ガンガー・デーヴィー《アシタダル・アリパン》
こちらは床画。婚礼を描いている。婚礼があると、女たちは床に絵を描いて神を招来する。まるで絵本の表紙や、刺繍のタペストリーのような可愛らしい絵。
ガンガー・デーヴィー《スーリヤムッキーの木》
遺作で未完ながらも大きく素晴らしい絵。自然への讃歌が聞こえるよう。
シーター・デーヴィー《クリシュナとラーダー》
インドの神々を描いた作品も多い。東博東洋館でもう少し勉強しておけばよかったか。
ポーワ・デーヴィー
《クリシュナと牛》
《馬》
動物の親子が画面いっぱいに描かれる。素晴らしい迫力。気の遠くなるような細かな装飾。
カルプーリー・デーヴィー《クリシュナとラーダー》
刺し子刺繍の作家としても有名。小さな動物たちが愛らしい。
ゴーダーワリー・ダッタ《両性具有のシヴァ》
ピカソもミティラー画におおいに感動したそうで、彼がしばしば一つの顔に二つの顔を好んで描いたのはミティラー画のシヴァの影響かとも。
【ワルリー画】
先住民族ワルリー族によって描かれる。結婚式や祭りに際して、男女主に参加して壁画を描く。生計は農耕、季節によっては漁労。万物を育む女神、祖先、精霊、自然神を崇拝。

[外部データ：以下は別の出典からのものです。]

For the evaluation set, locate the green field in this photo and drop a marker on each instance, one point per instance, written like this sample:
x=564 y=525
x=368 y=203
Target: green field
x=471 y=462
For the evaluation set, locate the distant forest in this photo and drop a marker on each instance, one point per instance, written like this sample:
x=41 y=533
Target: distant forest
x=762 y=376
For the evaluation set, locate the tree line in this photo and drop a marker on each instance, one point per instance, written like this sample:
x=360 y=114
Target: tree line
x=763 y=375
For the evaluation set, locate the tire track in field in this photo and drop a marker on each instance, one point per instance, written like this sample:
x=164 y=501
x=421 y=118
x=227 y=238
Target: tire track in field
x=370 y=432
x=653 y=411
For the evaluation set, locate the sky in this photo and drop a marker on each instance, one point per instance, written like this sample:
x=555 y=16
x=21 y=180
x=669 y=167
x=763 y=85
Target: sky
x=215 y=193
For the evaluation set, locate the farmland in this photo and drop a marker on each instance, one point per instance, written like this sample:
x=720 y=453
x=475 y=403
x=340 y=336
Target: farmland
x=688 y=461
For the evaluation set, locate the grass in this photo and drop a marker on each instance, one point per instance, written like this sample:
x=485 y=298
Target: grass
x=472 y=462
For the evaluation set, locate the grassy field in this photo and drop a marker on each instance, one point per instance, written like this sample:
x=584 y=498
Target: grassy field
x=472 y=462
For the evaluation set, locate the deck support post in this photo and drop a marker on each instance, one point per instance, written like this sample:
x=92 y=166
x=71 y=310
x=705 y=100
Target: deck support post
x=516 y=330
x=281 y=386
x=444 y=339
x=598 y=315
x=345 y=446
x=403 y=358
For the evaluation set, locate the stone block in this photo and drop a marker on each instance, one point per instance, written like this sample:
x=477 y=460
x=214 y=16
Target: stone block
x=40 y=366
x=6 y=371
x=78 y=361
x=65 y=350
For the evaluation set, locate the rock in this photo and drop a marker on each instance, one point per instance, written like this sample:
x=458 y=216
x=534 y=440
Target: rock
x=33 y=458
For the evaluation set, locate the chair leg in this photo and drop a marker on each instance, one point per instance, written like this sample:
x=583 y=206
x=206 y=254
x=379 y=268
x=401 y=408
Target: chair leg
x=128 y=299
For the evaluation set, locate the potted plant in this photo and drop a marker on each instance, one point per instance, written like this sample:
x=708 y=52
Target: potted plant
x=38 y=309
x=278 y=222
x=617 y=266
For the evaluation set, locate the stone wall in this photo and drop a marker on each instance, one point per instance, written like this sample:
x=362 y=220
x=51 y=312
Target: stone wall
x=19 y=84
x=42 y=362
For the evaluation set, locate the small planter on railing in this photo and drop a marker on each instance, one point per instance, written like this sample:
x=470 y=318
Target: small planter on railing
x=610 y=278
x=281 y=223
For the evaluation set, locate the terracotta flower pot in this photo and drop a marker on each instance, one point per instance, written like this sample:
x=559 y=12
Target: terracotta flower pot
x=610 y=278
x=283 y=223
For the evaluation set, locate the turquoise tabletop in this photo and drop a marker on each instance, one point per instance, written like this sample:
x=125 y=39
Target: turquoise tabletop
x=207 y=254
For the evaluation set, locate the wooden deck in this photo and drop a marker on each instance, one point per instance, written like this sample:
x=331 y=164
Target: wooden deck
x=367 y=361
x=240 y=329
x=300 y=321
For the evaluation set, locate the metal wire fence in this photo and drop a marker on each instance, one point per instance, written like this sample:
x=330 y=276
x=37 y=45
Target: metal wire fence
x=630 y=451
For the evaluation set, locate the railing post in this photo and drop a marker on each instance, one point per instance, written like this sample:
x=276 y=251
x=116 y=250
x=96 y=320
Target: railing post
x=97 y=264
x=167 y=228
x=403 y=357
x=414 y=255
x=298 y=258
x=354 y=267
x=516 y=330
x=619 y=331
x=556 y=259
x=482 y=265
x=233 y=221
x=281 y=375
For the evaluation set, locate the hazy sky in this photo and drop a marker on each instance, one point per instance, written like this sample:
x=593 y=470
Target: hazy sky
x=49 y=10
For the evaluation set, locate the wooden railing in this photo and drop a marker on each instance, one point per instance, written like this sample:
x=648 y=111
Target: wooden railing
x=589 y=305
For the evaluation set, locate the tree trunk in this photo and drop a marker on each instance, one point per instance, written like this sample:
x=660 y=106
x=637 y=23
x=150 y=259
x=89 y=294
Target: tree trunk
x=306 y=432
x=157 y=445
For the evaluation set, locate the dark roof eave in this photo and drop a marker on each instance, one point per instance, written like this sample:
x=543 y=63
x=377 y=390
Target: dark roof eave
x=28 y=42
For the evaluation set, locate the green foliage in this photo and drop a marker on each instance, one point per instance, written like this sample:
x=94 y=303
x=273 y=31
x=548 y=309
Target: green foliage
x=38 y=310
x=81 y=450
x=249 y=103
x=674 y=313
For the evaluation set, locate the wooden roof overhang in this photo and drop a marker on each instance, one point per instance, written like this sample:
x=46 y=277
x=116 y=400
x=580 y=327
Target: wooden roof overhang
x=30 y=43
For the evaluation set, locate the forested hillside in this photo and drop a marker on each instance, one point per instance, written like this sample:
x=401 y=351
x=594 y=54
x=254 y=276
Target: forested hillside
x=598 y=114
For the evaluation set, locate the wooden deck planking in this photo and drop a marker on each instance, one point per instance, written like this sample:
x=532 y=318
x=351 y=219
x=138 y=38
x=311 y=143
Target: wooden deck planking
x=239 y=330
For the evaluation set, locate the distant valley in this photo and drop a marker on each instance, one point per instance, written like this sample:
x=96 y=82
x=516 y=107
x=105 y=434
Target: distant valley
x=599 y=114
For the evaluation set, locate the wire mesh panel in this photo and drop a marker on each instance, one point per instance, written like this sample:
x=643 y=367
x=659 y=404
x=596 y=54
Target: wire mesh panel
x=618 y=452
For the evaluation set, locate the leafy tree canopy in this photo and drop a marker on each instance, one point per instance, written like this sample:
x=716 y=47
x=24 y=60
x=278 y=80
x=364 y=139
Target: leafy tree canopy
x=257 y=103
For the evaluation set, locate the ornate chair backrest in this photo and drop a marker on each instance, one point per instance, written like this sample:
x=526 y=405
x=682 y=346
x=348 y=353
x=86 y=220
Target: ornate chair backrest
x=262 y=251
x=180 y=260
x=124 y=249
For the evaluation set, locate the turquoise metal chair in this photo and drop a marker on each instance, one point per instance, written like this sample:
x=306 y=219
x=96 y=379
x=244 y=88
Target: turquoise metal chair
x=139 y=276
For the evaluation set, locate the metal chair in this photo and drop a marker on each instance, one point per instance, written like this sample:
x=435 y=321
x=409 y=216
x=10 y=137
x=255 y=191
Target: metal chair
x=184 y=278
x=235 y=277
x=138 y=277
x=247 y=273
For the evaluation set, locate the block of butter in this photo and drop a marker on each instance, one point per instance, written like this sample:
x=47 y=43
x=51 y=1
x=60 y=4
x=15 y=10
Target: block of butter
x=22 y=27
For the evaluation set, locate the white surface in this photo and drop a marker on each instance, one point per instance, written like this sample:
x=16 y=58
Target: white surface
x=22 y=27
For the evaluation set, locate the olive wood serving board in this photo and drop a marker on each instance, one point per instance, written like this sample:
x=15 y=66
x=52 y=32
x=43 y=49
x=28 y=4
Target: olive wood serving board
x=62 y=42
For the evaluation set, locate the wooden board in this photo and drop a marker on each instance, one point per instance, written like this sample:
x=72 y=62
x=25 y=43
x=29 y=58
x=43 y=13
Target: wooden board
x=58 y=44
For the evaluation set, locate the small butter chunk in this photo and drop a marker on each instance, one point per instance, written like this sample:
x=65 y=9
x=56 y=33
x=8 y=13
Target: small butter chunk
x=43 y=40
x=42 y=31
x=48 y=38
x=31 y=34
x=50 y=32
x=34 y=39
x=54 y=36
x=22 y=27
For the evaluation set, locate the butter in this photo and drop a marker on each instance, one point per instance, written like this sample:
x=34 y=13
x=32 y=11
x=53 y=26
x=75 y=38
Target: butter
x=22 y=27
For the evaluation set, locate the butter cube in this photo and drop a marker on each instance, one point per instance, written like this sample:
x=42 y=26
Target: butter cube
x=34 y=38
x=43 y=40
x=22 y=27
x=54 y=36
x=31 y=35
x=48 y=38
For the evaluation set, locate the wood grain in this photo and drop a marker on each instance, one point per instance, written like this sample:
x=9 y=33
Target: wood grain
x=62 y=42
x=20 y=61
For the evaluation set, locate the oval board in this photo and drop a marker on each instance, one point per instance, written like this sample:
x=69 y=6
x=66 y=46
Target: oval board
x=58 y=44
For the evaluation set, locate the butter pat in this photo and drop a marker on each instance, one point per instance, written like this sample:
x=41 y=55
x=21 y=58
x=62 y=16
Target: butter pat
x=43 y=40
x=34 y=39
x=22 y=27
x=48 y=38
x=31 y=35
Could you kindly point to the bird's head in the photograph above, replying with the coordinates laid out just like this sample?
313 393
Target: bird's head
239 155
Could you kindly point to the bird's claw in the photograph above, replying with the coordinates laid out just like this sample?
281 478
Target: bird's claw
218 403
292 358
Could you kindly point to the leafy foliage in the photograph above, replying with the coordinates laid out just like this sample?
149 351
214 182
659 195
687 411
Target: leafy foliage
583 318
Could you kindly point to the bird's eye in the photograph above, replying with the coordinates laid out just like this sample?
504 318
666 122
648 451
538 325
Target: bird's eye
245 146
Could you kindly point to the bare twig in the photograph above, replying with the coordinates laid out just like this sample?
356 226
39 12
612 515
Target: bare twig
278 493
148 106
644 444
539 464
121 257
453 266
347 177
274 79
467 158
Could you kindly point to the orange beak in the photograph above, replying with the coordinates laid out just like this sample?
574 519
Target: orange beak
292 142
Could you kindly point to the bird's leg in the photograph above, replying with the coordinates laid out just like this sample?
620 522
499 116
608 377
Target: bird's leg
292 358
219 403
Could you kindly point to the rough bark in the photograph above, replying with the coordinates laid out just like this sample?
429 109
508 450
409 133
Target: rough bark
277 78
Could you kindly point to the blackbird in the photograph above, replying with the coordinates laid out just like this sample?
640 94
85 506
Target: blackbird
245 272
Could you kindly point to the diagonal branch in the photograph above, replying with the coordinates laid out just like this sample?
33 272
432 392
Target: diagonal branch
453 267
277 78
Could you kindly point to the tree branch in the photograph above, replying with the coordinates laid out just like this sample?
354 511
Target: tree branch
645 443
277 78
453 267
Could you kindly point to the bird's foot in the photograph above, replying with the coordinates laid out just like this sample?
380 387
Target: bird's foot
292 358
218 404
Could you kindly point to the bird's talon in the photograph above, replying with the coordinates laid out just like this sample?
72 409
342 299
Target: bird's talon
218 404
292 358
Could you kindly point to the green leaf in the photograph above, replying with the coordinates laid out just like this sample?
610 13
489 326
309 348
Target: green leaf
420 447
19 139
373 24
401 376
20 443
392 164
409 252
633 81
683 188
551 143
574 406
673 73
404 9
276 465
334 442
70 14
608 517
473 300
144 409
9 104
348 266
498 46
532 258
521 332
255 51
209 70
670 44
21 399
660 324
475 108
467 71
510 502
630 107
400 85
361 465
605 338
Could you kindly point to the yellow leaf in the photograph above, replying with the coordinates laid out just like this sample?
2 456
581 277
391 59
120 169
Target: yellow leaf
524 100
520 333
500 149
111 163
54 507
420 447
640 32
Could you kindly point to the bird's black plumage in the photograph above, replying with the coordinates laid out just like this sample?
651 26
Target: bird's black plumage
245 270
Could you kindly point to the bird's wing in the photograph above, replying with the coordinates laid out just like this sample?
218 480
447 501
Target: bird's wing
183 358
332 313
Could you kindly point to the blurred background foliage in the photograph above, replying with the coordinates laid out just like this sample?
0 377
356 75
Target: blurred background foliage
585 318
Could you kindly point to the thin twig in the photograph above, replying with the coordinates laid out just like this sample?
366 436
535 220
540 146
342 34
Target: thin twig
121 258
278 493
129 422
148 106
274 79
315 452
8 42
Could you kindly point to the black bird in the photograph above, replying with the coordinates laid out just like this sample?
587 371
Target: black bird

もともとは赤土の壁に白い米汁を絵具にして、竹を削った筆を用いて描くという。単純化された線描で婚礼、村祭りの様子や民話を描いている。素朴だが、細かい線描がまるで絹糸のように美しく、童話の世界に誘ってくれるよう。一つ一つの意味まではなかなか推し量れないが、ワルリー族の生活全てが凝縮したような画面に感動。
ジヴヤ・ソーマ・マーシェ《ベールから生まれた娘》
シャンタラーム・ゴルカナ《カンサーリー女神(豊穣の女神)》
なんと米粒の山!
シャンタラーム・ゴルカナ《月から雪の大地に落ちた枯れ葉》
バルー・ジヴヤ・マーシェ《きつね》
いろんな物語が想像できるね
【ゴンド画】
デカン高原に住むゴンド族。ゴンド画の創設者ジャンガル・シンは、それまでの民俗アートの枠を超え、想像力を駆使して、ゴンドの森に住む生き物、神々、伝説などを独自スタイルで描く。
ジャンガル・シン・シュヤム《虎》
わぁ、これが虎だなんて。力強くてしなやかな四肢、鱗のような模様の動体、なんと自由なのでしょう、楽しすぎます。
ジャンガル・シン・シュヤム《飛行機》
ジャンガル・シンにかかれば、飛行機もまるで動物のよう。1999年に初来日して、応接室の壁に描いたものが元となっているそうな。
展示室はひとつですが夢中になってみていたら、あっという間の1時間。たばこと塩の常設展示には入り口から覗く時間も残っていなく、大急ぎで帰還。別の展示の時に改めてこよう。
ミティラー美術館はインド現地の美術館ではなく、新潟の雪深い元廃校なんですね。ミティラー画に魅せられた館長が建てたそうな。そこから文化交流が。国も民族も気候もまったく違うところだけれど、自然豊かで、精霊たちが住むという点では一緒なのかなぁ、本当に素敵な展覧会だった。
入館すると15頁ものパンフレットをいただけるのも嬉しい。